Strengths & Weaknesses
Deep Dive
Both Document360 and Lessonly hold SOC 2 certification and support GDPR compliance, covering baseline enterprise security requirements. Document360 provides SAML-based SSO, audit logs, and role-based access control for knowledge base governance. Lessonly (Seismic Learning) extends SSO support to OAuth and Okta, reflecting its deeper HR and CRM ecosystem integrations. Neither platform supports HIPAA compliance, data residency options, or air-gap deployment — significant gaps for regulated industries like healthcare, finance, or defense. Enterprise buyers in compliance-heavy sectors will find both tools insufficient for stringent regulatory requirements beyond SOC 2 and GDPR.
Document360 is designed to scale as a knowledge base platform — it supports large volumes of documentation across multiple projects, 50+ language auto-translation, and integrations with major help desk platforms.
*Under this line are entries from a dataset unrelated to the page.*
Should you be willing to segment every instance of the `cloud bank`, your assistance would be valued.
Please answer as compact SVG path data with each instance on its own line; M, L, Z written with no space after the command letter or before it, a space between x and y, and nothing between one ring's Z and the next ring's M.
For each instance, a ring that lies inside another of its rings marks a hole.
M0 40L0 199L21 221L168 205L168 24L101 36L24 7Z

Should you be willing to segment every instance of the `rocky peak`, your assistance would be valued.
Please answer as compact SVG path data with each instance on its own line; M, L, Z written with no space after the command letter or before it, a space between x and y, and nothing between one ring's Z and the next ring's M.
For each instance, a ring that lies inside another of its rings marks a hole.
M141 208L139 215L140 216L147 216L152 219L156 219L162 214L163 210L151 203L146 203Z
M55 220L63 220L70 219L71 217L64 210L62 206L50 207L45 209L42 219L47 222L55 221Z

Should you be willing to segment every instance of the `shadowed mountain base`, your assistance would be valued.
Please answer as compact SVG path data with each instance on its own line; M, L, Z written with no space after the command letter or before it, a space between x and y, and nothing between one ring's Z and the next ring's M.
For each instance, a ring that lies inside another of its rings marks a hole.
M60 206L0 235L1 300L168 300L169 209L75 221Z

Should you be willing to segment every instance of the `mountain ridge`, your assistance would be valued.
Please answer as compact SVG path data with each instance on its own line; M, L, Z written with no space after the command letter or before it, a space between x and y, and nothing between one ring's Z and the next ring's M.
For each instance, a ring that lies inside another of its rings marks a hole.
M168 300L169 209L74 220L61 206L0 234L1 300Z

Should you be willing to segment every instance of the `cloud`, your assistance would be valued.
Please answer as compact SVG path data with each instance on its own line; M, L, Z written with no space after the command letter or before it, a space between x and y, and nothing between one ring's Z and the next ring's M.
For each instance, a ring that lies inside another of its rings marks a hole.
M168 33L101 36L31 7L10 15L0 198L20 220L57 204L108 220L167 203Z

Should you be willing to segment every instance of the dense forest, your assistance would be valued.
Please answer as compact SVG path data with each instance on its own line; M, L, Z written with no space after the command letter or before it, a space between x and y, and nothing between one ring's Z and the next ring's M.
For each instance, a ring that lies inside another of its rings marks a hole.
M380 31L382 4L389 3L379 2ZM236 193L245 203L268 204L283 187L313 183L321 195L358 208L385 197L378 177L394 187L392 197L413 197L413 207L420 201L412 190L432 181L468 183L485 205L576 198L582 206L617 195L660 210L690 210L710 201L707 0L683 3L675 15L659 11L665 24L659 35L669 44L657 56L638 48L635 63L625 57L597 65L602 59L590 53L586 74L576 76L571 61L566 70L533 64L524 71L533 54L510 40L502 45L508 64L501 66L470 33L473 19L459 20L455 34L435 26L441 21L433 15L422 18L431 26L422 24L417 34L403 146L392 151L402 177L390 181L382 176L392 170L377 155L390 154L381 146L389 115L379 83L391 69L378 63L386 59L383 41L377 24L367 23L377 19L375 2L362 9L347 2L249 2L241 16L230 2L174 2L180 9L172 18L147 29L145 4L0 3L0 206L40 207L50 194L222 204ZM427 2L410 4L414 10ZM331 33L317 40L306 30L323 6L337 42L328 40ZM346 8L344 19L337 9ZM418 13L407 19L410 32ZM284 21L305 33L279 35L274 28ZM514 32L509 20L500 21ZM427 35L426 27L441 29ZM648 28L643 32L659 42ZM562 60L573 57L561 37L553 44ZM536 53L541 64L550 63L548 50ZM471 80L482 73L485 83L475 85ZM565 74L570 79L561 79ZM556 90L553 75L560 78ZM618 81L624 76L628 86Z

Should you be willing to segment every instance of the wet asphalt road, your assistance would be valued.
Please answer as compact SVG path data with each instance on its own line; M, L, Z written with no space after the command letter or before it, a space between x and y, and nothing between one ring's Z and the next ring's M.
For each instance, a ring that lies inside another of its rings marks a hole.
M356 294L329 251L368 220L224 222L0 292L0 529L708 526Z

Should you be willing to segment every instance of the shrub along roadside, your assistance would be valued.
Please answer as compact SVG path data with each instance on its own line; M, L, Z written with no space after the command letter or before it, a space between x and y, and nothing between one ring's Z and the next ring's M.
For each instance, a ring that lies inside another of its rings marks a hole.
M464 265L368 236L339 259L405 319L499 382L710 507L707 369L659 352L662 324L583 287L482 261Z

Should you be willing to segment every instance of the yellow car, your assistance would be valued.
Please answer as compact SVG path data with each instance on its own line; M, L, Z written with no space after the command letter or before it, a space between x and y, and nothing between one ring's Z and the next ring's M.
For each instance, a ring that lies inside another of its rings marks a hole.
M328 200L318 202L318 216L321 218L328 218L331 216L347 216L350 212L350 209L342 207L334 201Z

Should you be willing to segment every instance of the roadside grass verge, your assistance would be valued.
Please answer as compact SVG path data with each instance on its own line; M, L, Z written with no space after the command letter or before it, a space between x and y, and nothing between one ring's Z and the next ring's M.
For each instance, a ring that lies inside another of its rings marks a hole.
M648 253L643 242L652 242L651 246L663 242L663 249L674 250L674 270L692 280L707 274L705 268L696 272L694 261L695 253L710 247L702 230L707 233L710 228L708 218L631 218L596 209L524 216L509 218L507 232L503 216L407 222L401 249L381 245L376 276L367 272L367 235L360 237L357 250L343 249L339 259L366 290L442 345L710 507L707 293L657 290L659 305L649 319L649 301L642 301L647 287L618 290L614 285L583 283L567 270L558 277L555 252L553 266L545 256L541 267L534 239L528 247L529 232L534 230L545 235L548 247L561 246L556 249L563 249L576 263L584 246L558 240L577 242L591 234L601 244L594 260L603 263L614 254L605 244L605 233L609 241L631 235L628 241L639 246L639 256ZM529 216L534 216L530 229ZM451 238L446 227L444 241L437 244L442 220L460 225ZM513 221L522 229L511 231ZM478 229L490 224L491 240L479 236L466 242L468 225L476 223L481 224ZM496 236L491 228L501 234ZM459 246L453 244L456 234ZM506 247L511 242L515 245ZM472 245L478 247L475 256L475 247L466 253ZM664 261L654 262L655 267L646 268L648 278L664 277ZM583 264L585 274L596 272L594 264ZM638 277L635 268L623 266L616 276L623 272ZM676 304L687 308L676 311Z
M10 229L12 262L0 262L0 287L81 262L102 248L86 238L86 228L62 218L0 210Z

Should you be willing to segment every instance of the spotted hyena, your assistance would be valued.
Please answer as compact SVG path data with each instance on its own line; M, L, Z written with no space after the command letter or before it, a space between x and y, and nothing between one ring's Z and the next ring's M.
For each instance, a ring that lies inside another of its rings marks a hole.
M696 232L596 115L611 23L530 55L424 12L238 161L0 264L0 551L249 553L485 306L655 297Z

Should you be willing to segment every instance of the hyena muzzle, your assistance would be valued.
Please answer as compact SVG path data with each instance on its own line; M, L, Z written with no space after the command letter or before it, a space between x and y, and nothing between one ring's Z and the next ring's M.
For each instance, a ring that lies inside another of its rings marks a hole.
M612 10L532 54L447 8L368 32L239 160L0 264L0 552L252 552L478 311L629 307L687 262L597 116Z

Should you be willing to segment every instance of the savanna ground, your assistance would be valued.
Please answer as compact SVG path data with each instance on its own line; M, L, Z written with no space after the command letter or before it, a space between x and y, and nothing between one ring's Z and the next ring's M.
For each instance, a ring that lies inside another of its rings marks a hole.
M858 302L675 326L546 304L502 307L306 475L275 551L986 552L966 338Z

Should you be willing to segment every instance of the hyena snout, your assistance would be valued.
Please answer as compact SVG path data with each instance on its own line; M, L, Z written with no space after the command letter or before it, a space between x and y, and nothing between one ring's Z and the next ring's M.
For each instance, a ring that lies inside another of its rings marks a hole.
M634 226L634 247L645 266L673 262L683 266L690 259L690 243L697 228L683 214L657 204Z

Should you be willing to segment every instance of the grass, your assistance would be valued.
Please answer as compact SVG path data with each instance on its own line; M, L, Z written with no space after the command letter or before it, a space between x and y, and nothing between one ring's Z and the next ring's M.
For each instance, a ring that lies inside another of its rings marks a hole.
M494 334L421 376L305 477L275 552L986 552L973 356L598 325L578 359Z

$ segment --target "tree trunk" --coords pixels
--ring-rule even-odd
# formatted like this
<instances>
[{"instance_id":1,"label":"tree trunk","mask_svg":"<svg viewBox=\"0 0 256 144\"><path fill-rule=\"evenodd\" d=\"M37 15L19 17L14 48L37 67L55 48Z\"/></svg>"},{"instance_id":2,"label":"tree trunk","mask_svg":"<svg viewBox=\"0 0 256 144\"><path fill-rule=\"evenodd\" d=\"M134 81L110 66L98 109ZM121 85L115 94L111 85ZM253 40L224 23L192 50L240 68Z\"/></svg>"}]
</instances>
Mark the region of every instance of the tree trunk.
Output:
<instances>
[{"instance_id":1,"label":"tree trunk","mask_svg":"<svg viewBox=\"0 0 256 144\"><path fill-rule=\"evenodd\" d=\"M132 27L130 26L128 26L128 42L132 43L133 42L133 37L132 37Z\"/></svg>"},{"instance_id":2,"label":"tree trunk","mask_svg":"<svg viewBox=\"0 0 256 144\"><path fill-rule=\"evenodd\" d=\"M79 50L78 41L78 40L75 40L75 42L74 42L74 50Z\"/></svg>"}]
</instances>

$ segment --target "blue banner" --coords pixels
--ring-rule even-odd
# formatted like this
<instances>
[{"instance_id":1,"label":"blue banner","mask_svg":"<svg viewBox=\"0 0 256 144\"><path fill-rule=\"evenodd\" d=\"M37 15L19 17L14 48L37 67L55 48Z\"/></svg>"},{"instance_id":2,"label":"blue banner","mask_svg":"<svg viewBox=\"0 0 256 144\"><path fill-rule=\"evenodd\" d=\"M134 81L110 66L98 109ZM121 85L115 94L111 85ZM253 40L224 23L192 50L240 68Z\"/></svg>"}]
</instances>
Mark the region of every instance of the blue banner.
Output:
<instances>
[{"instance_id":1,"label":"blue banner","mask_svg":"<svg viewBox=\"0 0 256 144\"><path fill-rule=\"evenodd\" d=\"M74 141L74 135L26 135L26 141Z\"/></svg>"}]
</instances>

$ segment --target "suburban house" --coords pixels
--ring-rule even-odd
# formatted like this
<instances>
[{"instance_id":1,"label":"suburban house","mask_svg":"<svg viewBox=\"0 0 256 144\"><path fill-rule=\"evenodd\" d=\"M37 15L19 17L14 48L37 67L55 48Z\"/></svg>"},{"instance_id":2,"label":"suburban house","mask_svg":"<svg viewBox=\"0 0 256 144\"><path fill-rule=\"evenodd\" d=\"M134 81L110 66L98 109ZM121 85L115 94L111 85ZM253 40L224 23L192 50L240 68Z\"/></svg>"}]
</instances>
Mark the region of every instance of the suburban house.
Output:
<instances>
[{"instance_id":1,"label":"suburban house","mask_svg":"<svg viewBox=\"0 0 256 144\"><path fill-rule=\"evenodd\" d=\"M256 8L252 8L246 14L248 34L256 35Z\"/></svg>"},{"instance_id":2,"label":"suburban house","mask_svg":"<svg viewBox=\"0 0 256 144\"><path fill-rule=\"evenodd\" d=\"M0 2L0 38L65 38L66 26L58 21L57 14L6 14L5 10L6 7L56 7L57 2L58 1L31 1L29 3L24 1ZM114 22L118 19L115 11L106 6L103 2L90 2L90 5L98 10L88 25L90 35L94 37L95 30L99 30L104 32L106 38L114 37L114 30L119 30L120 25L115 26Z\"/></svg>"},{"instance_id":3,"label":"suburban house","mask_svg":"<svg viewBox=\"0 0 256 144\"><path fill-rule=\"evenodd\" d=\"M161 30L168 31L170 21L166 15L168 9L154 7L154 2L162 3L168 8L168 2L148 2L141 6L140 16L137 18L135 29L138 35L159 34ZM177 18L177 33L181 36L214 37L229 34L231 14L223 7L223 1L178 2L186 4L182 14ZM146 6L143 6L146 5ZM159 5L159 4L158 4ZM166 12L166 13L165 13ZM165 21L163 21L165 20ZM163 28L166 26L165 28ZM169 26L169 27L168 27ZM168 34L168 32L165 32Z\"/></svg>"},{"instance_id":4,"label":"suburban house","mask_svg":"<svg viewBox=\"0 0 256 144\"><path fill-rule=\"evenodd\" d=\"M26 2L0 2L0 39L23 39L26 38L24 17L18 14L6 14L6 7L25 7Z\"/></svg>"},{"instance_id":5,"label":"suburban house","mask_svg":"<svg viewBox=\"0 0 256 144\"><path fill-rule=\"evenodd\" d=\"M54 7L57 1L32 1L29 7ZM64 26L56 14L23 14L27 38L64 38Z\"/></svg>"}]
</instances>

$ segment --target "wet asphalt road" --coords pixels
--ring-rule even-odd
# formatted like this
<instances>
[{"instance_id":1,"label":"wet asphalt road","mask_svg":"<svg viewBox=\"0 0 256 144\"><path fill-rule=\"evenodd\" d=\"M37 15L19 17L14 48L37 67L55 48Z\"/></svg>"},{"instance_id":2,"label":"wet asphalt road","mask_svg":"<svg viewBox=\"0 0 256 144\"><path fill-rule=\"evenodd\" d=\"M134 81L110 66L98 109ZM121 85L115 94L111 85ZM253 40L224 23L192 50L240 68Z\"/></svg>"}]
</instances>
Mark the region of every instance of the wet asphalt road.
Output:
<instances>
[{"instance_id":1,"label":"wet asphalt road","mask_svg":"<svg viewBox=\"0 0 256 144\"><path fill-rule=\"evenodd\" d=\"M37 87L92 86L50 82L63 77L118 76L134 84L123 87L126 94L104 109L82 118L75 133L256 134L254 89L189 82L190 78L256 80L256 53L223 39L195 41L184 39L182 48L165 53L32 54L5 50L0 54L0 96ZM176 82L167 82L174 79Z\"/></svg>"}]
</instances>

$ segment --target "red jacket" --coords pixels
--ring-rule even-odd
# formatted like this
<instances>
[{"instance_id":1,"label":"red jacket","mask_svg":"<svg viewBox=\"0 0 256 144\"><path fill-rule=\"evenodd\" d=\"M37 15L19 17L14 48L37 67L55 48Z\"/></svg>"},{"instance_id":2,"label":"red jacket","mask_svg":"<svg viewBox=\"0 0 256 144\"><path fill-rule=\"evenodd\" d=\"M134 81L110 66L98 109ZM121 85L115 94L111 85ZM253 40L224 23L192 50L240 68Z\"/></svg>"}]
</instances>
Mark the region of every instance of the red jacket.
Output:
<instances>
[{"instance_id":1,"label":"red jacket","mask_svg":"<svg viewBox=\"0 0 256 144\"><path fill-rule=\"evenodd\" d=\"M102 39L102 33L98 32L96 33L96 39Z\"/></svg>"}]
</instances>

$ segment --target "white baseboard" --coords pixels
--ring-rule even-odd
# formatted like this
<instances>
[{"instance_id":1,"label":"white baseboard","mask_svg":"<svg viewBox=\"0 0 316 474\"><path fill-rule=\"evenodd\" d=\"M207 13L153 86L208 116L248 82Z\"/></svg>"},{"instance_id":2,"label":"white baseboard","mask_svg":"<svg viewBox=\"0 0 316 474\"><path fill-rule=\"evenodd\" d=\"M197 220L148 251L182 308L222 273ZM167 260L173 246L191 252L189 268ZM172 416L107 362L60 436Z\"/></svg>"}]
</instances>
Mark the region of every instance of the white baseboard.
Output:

However, it lacks multi-tenant architecture, meaning each client or department needs a separate instance. Lessonly (Seismic Learning) scales well for internal training delivery across large sales organizations, with strong Salesforce and Workday integrations. Neither platform publishes explicit uptime SLAs or offers data residency controls. For enterprises managing documentation or training across multiple client organizations simultaneously, both tools face structural scalability limitations at the architecture level.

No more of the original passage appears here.